Martin Roberts

See other Blog articles filed in ‘Martin Roberts' "My home from home"’ written by Martin Roberts
   
Join us back in July 2013, when Practical Caravan columnist and Homes under the Hammer star Martin Roberts came clean about a slight towing, ahem, incident

So my big question at the moment is, “Am I any good at towing?” The thing is, I think I am, but recent history (and a friend’s gatepost) would suggest otherwise.

I’m pretty good at straight lines; it’s just turning and going backwards that are up for debate. So as long as I just go up and down the M5 I should be fine. Given that I hope to explore further this summer, I’m beginning to think a towing course might be in order.

I’m not a bad driver. It’s just that towing a 20ft caravan is a different kettle of fish to driving a car without one. And to be frank, it ain’t as easy as it looks.

Take garage forecourts, for instance. They are a minefield of potential hazards, to such a degree that I come out in a cold sweat whenever I pass them. You have to navigate into them, work out if the canopy is high enough and then carefully berth alongside the pump. As for pulling away from the pumps – nightmare! Who’d have imagined the damage you can cause if you turn either way too soon?

It’s this whole ‘pivot principle’ – it just doesn’t seem logical at times. You turn the car to the right, and somewhere in a different time zone at the rear of your articulated ensemble, the back of the van swings to the left. Whaaa...?!

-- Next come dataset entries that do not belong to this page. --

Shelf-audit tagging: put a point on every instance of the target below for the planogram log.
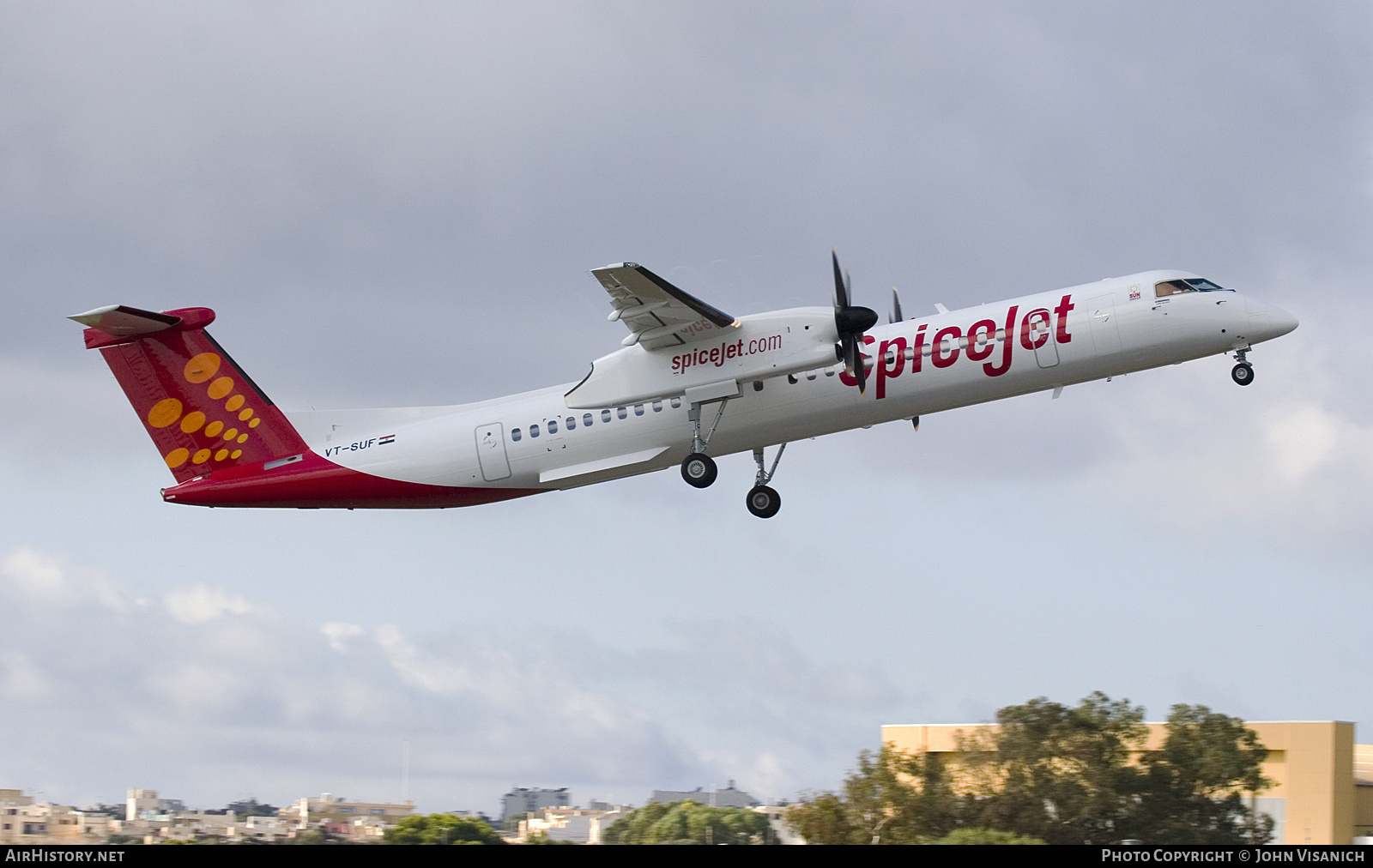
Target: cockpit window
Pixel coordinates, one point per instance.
(1188, 285)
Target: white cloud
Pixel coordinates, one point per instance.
(340, 632)
(38, 576)
(201, 603)
(210, 683)
(22, 680)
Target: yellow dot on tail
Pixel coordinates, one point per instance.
(165, 413)
(203, 367)
(220, 388)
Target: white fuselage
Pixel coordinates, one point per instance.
(1074, 335)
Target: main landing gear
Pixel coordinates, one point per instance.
(1242, 372)
(699, 468)
(762, 500)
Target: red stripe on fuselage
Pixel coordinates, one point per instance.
(318, 484)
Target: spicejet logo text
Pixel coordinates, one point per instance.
(720, 354)
(977, 344)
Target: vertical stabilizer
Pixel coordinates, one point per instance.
(199, 408)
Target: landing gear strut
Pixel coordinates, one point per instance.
(1243, 372)
(699, 468)
(762, 500)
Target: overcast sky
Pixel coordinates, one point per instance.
(398, 203)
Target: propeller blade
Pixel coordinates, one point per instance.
(841, 285)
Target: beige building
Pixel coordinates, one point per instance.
(22, 822)
(309, 812)
(1324, 781)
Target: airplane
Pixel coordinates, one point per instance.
(688, 383)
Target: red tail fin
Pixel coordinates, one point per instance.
(201, 409)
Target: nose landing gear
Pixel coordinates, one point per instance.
(1242, 372)
(764, 502)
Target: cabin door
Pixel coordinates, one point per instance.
(491, 451)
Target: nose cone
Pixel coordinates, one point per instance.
(1281, 322)
(1267, 322)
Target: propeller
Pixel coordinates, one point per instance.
(850, 322)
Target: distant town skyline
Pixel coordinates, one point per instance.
(400, 206)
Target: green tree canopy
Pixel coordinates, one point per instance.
(892, 797)
(1061, 775)
(690, 822)
(1191, 790)
(441, 829)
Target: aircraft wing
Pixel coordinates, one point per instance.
(658, 313)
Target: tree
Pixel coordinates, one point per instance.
(1056, 772)
(892, 797)
(1192, 788)
(690, 822)
(974, 835)
(441, 829)
(1059, 775)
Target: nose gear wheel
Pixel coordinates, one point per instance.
(764, 502)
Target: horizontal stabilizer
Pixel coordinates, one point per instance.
(123, 322)
(656, 312)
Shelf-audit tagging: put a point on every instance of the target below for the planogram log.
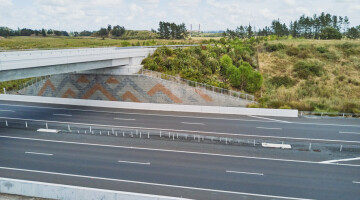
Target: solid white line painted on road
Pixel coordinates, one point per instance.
(250, 173)
(153, 184)
(36, 153)
(7, 111)
(349, 132)
(340, 160)
(66, 115)
(192, 123)
(131, 162)
(47, 130)
(183, 116)
(190, 131)
(269, 128)
(173, 151)
(276, 120)
(152, 196)
(272, 145)
(124, 119)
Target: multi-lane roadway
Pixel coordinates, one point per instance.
(168, 169)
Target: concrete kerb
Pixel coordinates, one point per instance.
(151, 106)
(68, 192)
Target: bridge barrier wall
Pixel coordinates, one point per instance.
(67, 192)
(154, 106)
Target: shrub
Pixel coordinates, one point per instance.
(292, 51)
(278, 81)
(304, 69)
(285, 107)
(274, 47)
(341, 78)
(322, 49)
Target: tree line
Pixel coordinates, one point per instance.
(323, 26)
(169, 30)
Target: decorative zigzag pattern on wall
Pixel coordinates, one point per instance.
(125, 88)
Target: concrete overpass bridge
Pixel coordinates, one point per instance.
(26, 64)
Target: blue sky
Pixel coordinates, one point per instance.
(77, 15)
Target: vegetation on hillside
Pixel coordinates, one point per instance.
(14, 43)
(311, 75)
(228, 65)
(323, 26)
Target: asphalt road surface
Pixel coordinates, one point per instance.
(172, 172)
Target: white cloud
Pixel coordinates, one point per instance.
(5, 3)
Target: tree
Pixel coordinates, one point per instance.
(329, 33)
(117, 31)
(353, 33)
(85, 33)
(103, 32)
(225, 63)
(172, 31)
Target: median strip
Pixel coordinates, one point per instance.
(250, 173)
(269, 128)
(36, 153)
(271, 145)
(124, 119)
(131, 162)
(349, 132)
(192, 123)
(66, 115)
(340, 160)
(47, 130)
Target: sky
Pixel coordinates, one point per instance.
(78, 15)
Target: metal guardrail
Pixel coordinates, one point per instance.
(235, 94)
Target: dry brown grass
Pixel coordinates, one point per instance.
(333, 90)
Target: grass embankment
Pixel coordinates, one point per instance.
(20, 43)
(311, 75)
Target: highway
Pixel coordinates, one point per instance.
(180, 169)
(302, 129)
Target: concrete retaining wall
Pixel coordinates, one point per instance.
(130, 88)
(151, 106)
(67, 192)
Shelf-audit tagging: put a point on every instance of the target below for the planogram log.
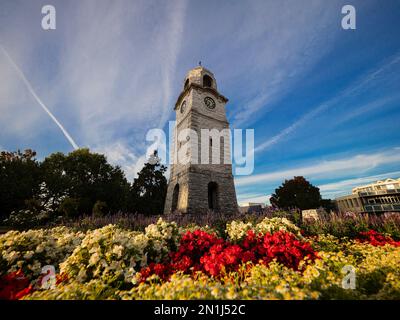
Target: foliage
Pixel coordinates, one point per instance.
(296, 193)
(19, 180)
(237, 229)
(149, 188)
(115, 255)
(26, 218)
(86, 178)
(30, 250)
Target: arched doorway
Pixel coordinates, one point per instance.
(175, 198)
(212, 196)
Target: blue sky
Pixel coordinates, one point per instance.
(324, 102)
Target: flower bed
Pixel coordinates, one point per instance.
(267, 260)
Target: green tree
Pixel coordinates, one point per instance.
(149, 188)
(87, 177)
(296, 193)
(19, 180)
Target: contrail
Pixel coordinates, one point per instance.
(22, 76)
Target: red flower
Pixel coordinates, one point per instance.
(14, 286)
(376, 238)
(201, 251)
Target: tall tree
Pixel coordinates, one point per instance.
(19, 180)
(296, 193)
(149, 188)
(86, 177)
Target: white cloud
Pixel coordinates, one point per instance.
(345, 186)
(362, 83)
(354, 165)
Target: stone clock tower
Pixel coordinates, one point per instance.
(201, 174)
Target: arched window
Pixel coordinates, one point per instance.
(212, 196)
(175, 198)
(207, 81)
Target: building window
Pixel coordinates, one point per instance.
(207, 81)
(175, 198)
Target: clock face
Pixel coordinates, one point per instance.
(183, 107)
(210, 103)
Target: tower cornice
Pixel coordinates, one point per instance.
(201, 88)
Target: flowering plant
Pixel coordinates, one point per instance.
(30, 250)
(14, 286)
(376, 238)
(237, 230)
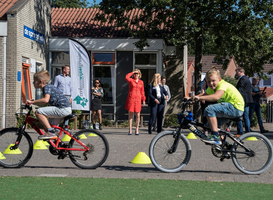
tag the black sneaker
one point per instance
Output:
(48, 136)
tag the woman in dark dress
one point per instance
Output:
(97, 94)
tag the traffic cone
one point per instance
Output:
(82, 136)
(251, 138)
(92, 135)
(2, 157)
(9, 151)
(39, 145)
(141, 158)
(66, 138)
(191, 136)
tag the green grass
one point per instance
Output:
(134, 189)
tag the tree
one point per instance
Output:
(234, 28)
(70, 3)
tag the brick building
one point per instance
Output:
(23, 51)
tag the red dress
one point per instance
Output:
(135, 95)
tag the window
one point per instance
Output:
(145, 58)
(60, 57)
(106, 76)
(103, 58)
(26, 86)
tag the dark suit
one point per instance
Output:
(156, 109)
(244, 87)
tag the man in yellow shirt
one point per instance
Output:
(230, 103)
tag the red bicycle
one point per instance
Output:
(87, 149)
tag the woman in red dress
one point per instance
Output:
(135, 95)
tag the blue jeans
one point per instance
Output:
(257, 108)
(223, 111)
(240, 129)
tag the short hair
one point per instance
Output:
(139, 73)
(213, 70)
(64, 66)
(154, 81)
(240, 69)
(96, 79)
(42, 75)
(255, 78)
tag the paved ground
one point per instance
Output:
(123, 148)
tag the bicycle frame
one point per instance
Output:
(193, 126)
(30, 120)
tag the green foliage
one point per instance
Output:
(70, 3)
(230, 80)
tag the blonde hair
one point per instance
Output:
(213, 70)
(154, 81)
(42, 75)
(139, 73)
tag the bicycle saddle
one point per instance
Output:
(71, 116)
(237, 119)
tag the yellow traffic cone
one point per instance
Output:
(82, 136)
(39, 145)
(92, 135)
(9, 151)
(2, 157)
(141, 158)
(251, 138)
(66, 138)
(191, 136)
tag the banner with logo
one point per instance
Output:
(80, 74)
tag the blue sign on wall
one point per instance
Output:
(34, 35)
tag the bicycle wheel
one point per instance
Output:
(98, 153)
(260, 157)
(165, 161)
(17, 157)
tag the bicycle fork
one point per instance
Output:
(19, 137)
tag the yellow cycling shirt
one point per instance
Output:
(231, 95)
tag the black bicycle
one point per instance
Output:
(170, 151)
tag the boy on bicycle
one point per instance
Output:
(230, 103)
(59, 104)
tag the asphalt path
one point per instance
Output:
(203, 166)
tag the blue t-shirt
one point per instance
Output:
(57, 98)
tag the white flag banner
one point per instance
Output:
(80, 75)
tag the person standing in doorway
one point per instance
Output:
(156, 102)
(255, 106)
(97, 94)
(244, 87)
(135, 96)
(63, 83)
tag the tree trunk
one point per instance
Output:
(197, 73)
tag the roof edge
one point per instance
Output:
(16, 7)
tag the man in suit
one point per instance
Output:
(244, 87)
(156, 102)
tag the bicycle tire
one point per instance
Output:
(99, 149)
(18, 157)
(165, 161)
(260, 161)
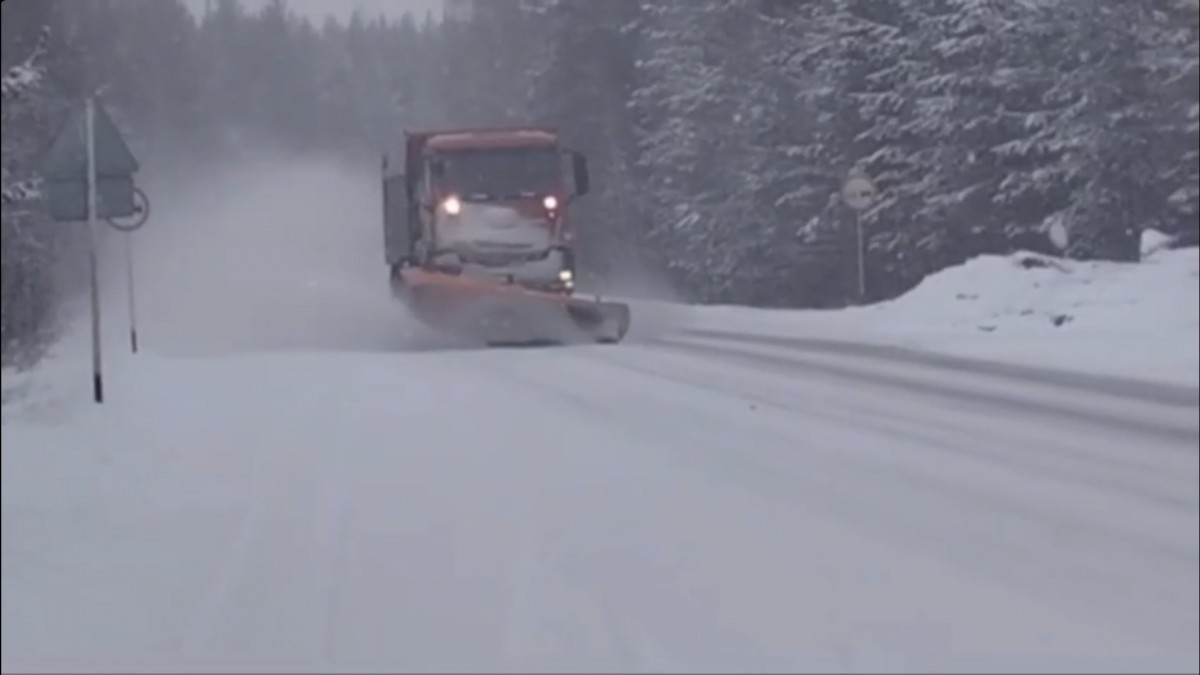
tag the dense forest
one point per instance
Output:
(719, 131)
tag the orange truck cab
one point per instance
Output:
(485, 202)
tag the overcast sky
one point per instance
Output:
(317, 10)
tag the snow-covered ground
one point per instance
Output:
(291, 478)
(628, 509)
(1129, 320)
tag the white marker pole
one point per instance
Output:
(97, 378)
(862, 257)
(132, 297)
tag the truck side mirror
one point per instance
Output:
(580, 167)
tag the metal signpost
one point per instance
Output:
(859, 193)
(88, 175)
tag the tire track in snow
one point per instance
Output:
(927, 515)
(1077, 467)
(220, 590)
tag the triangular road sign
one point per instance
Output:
(67, 155)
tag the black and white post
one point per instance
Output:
(858, 192)
(97, 375)
(131, 294)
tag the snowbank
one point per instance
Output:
(1116, 318)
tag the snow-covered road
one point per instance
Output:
(694, 505)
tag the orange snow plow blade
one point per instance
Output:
(504, 314)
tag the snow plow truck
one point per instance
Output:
(479, 242)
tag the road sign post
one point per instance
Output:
(88, 174)
(97, 376)
(858, 192)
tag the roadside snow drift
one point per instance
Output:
(1137, 320)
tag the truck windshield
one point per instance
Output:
(501, 173)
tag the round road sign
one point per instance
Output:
(858, 192)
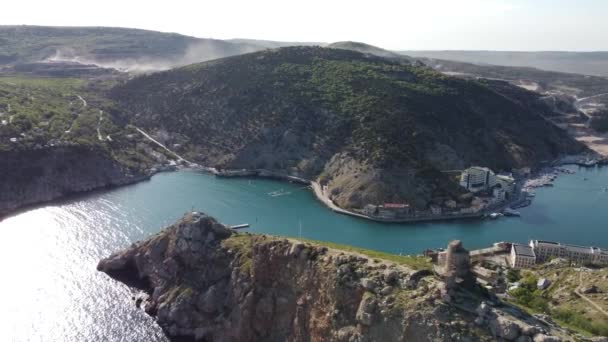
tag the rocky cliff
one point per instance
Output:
(40, 175)
(208, 283)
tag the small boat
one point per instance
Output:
(494, 216)
(279, 192)
(511, 212)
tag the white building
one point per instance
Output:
(499, 194)
(477, 178)
(545, 250)
(522, 256)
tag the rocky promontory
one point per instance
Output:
(40, 175)
(206, 282)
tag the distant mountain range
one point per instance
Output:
(586, 63)
(372, 125)
(372, 129)
(142, 50)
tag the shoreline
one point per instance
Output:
(315, 187)
(325, 200)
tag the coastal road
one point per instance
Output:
(147, 136)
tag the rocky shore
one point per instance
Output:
(205, 282)
(41, 175)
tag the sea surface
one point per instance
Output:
(52, 292)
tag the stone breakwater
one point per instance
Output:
(208, 283)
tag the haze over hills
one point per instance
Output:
(587, 63)
(119, 48)
(372, 129)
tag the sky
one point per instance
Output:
(522, 25)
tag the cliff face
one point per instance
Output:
(40, 175)
(207, 283)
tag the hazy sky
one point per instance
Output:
(400, 24)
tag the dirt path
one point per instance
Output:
(84, 102)
(587, 299)
(84, 105)
(99, 137)
(147, 136)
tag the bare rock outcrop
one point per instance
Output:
(208, 283)
(40, 175)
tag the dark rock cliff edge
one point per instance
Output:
(208, 283)
(40, 175)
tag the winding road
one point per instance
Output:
(147, 136)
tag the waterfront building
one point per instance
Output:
(387, 210)
(450, 204)
(543, 283)
(455, 261)
(477, 178)
(435, 209)
(522, 256)
(545, 250)
(499, 194)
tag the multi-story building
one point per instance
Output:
(545, 250)
(387, 210)
(477, 178)
(522, 256)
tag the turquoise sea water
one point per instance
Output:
(49, 254)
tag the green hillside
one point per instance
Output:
(372, 129)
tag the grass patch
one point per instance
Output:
(414, 262)
(241, 244)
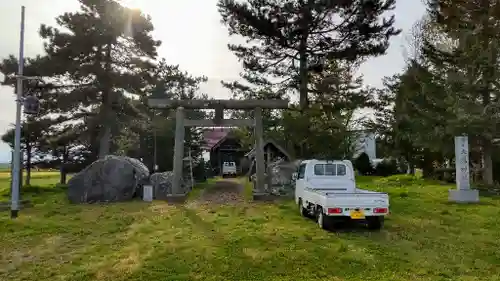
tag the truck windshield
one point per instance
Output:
(330, 170)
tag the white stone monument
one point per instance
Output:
(147, 194)
(463, 193)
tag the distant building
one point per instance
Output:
(365, 142)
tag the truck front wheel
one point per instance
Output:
(375, 222)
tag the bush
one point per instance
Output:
(363, 164)
(387, 168)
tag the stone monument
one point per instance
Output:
(463, 193)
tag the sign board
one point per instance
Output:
(462, 162)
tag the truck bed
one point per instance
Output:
(360, 198)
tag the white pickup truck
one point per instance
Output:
(326, 191)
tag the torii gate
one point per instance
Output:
(218, 121)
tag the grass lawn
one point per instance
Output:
(425, 238)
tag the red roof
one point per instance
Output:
(213, 136)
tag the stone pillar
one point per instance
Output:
(178, 150)
(463, 193)
(259, 152)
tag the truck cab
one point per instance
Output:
(327, 191)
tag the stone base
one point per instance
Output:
(176, 198)
(463, 196)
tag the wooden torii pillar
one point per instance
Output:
(218, 121)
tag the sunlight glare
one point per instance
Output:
(131, 4)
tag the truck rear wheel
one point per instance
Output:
(375, 222)
(323, 221)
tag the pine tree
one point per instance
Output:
(470, 65)
(108, 50)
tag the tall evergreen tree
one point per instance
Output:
(470, 65)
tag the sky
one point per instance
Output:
(192, 37)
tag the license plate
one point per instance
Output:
(357, 215)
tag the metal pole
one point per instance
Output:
(259, 152)
(17, 143)
(178, 151)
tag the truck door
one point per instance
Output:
(300, 182)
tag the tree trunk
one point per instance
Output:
(28, 164)
(487, 163)
(427, 167)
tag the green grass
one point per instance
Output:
(425, 238)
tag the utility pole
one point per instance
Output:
(17, 141)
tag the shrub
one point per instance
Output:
(363, 164)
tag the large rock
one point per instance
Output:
(162, 184)
(280, 177)
(112, 179)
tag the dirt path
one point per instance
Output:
(225, 191)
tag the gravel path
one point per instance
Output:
(225, 191)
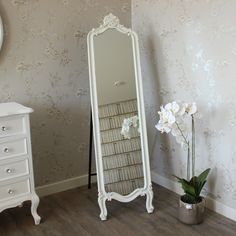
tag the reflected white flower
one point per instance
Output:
(164, 128)
(183, 108)
(127, 123)
(166, 116)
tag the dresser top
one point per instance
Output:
(13, 108)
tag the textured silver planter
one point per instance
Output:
(191, 214)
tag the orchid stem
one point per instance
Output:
(188, 163)
(193, 146)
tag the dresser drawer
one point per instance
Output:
(14, 169)
(11, 126)
(13, 148)
(14, 190)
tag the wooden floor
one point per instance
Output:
(75, 212)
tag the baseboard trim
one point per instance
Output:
(63, 185)
(211, 203)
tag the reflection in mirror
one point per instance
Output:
(117, 101)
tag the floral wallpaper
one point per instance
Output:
(43, 65)
(188, 53)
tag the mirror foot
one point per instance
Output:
(149, 199)
(102, 205)
(103, 217)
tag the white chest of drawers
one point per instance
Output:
(16, 166)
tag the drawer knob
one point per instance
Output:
(9, 171)
(4, 128)
(6, 150)
(10, 191)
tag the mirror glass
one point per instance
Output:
(117, 104)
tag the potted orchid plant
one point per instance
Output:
(174, 119)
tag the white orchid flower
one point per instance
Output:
(191, 109)
(127, 123)
(164, 128)
(173, 107)
(183, 108)
(166, 116)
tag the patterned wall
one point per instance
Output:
(43, 64)
(188, 52)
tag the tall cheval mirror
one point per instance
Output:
(122, 160)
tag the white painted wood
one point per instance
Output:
(14, 169)
(13, 148)
(16, 159)
(1, 32)
(112, 22)
(12, 125)
(14, 190)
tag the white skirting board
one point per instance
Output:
(211, 203)
(64, 185)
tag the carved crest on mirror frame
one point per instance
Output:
(110, 22)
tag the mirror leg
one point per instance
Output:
(102, 205)
(149, 199)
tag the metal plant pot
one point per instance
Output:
(191, 214)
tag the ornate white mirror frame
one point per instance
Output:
(112, 22)
(1, 32)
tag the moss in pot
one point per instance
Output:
(192, 205)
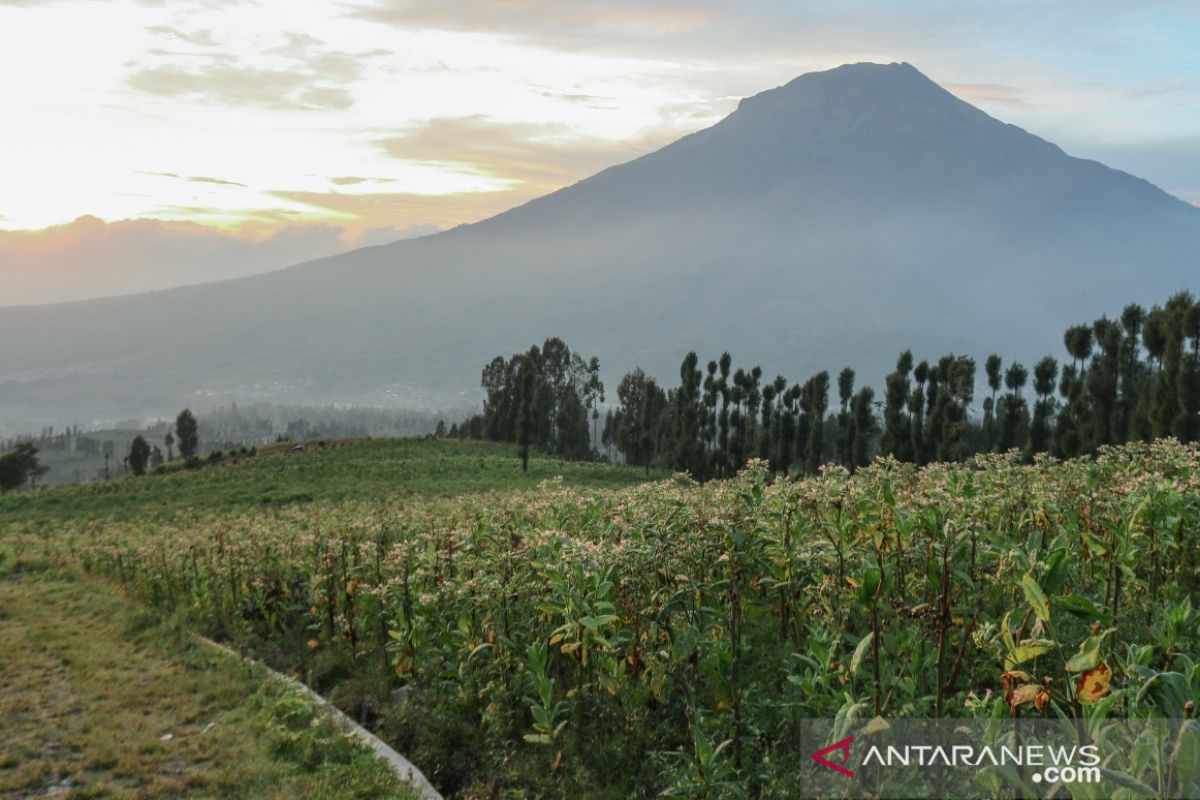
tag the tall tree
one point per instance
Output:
(1045, 373)
(139, 455)
(187, 432)
(817, 390)
(845, 419)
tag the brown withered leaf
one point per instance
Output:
(1042, 701)
(1023, 695)
(1093, 684)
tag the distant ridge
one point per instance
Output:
(832, 221)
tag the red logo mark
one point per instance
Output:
(844, 749)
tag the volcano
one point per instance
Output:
(831, 222)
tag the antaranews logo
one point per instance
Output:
(841, 747)
(987, 758)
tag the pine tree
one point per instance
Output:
(1045, 372)
(845, 419)
(187, 433)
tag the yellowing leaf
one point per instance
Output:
(1023, 695)
(1089, 655)
(1093, 684)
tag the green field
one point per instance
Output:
(516, 636)
(99, 699)
(327, 471)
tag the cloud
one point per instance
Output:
(580, 23)
(197, 38)
(389, 234)
(89, 257)
(313, 77)
(989, 92)
(382, 209)
(197, 179)
(531, 154)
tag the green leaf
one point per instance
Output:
(1089, 655)
(1056, 572)
(1027, 650)
(1081, 607)
(1128, 782)
(1187, 753)
(1007, 633)
(1036, 597)
(856, 661)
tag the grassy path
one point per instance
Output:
(96, 699)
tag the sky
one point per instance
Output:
(153, 125)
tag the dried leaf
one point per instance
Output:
(1093, 684)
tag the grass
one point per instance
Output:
(100, 701)
(328, 471)
(69, 467)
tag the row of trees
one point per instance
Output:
(1135, 378)
(541, 398)
(185, 434)
(19, 467)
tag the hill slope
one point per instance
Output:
(832, 221)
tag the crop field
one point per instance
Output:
(528, 641)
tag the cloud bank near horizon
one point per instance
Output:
(358, 115)
(93, 258)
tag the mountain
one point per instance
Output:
(833, 221)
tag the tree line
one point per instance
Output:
(1133, 378)
(546, 397)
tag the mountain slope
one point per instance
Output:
(828, 222)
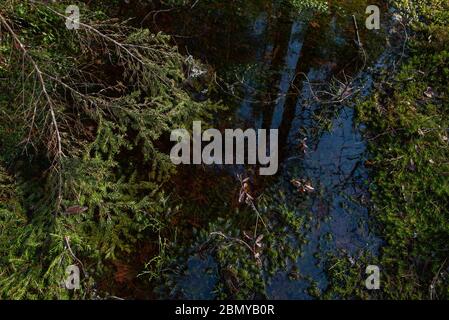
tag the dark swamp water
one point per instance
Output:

That’s how I wrote off our previous caravan, a Bailey Pageant Auvergne. We were staying at a friend’s house near Plymouth and the idea was to park in their front garden. All that was in the way of this gloriously sensible idea was a (I’d say ‘very’, others would say ‘not at all’) narrow gate. I got through OK with the car and was proud of myself. But then I made the destructive and expensive mistake of turning the car too soon, causing the van to pivot prematurely while still within the confines of the gate orifice and impale itself on the exposed gatepost brackets.

“Funny – it’s a bit slippery,” I remember saying to myself as I piled on the revs to try to pull us out of what I thought was a dip in the track. The words ‘tin opener’ (along with a few unprintable expletives) sprang to mind to describe the effect it had on the van’s aluminium-skinned sidewall. I looked in horror through the wing mirror at my not-so-aerodynamically restyled caravan.

What to do? My limited experience prevented my brain from suggesting any sensible course of action, so I resorted to that age-old ‘bloke’ solution of brute force and maximum four-wheel drive. Backwards and forwards I went, desperately trying to free the impaled van. Bystanders shouted. My wife cried. The dogs cowered. But things only got worse.

Eventually a ‘do or die’ rev of the engine later, and we were catapulted to freedom. Sadly, the caravan was damaged beyond repair and at the moment, so is my pride. I think I really do need to invest in a towing course. My wife and kids think so, too.